# What to feed? Pakcaged vs. homemade



## thaerin (Dec 12, 2004)

What do you guys think? The packaged flakes, foods etc you can find at the pet shops or homemade food? See lots of recipies for fish, shrimp and even snails, haivng thier own special food. Just curious


----------



## Raul-7 (Feb 4, 2004)

New Life Spectrum is a great commercial brand, while Omega One seems like it's worth a try. For frozen, Hikari is probably the best. As for homemade, it's basically DIY frozen food. Many Discus keepers do this. Of course, you can always start your own starter cultures of live food, but I find it too much of a hassle and a risk.


----------



## gunnie (Oct 7, 2004)

I love the Omega One brand of fish foods and basically use it for all my fish. I raised my angels from babies on the color flakes, and they have grown into some beautiful fish! I am also interested in the New Life Spectrum brand but haven't tried it yet. Usually the better fish foods are the ones that don't list fish meal as the first ingredient. I have also borrowed a sticky from another forum I am active on in case you want to make your own food:



> Basic gel food:
> 
> Just like the foods our fish eat in nature, gel food is mostly water, and has a more 'natural' texture than pellets or flakes. Makes the fish feel 'fuller', avoids some of the potential problems of both hard, compressed sinking foods, and air filled floating foods.
> 
> ...


----------



## Error (Apr 16, 2004)

I am of the mind that a variety is best for just about every fish I can think of. Live, frozen, flake (high and low-quality), pellets and whatnot are all good when used together.

There are some foods you need to be careful with, such as blackworms and bloodworms. But generally, most commercial foods are decent fare if you supplement them with other stuff.


----------



## thaerin (Dec 12, 2004)

lets see... 9 different things of flakes/pellets/wafers (2 bottom feeder type foods, 1 algae wafer type, freeze dried bloodworms and daphnia, spirulina flakes, regular fish flakes, shrimp pellets, micro pellets), 2 different frozen foods (bloodworms and brine shrimp)and the occasional treat of blackworms (on which they are currently feasting). 
All told, 13 different foods. 
That enough variety?  I know, I spoil them rotten


----------



## TWood (Dec 9, 2004)

http://dictionary.reference.com/search?q=fish meal

"Fish meal, fish desiccated and ground fine, for use in soups, etc."

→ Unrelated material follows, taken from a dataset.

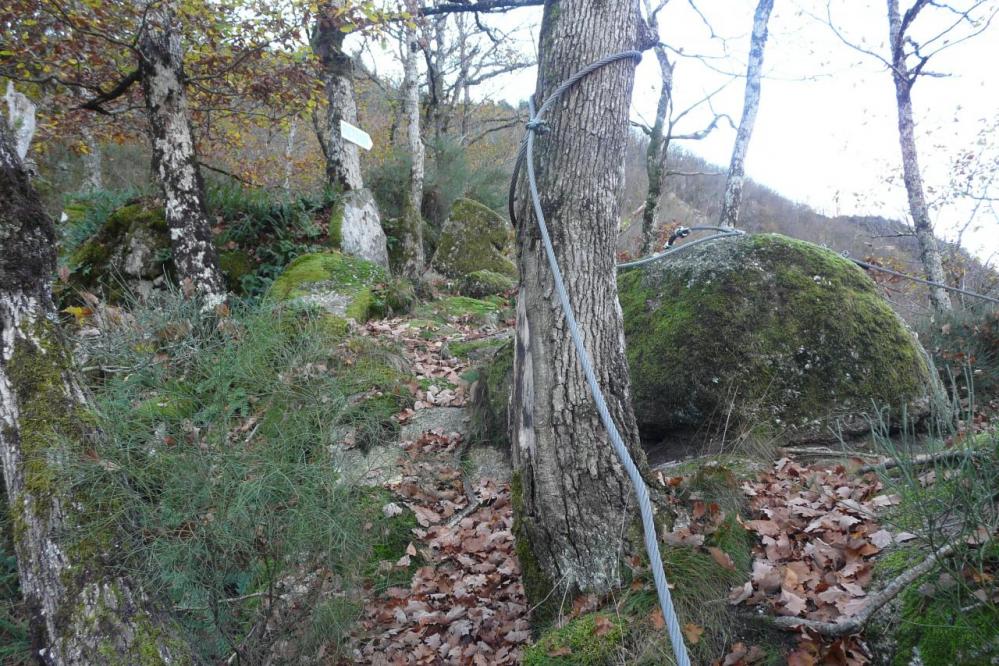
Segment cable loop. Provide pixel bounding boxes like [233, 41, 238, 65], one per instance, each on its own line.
[509, 51, 690, 666]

Omega One uses salmon and other -fish-.

I don't see the difference.

TW


----------



## trenac (Jul 16, 2004)

I think feeding a variety of foods is the best for keeping fish healthy and happy. To me the brand does not matter as much as variety.


----------



## cS (Jan 27, 2004)

Reading this thread makes me feel as if my fish and shrimps are living in poverty.  My babies are fed once a day, every other day, on generic flakes. I used to keep dwarf cichlids that refuse to eat flakes, so I gave them Hikari's frozen blood worms. When it rains, they get live earthworms. When it's spring, everyone dines on aphids for weeks on end.


----------



## Laith (Sep 4, 2004)

I feed a large variety (around 6 or 7 types) of packaged flake and pellet food. Don't really see the point in making my own and my fish are extremely healthy.

I just never buy large containers of packaged food as the vitamins degrade pretty rapidly once the container is opened. I buy small containers so I'm buying "fresh" regularly. I also only buy packaged food that has either a manufacturing date or an expiry date.

Once a week I feed frozen bloodworms.


----------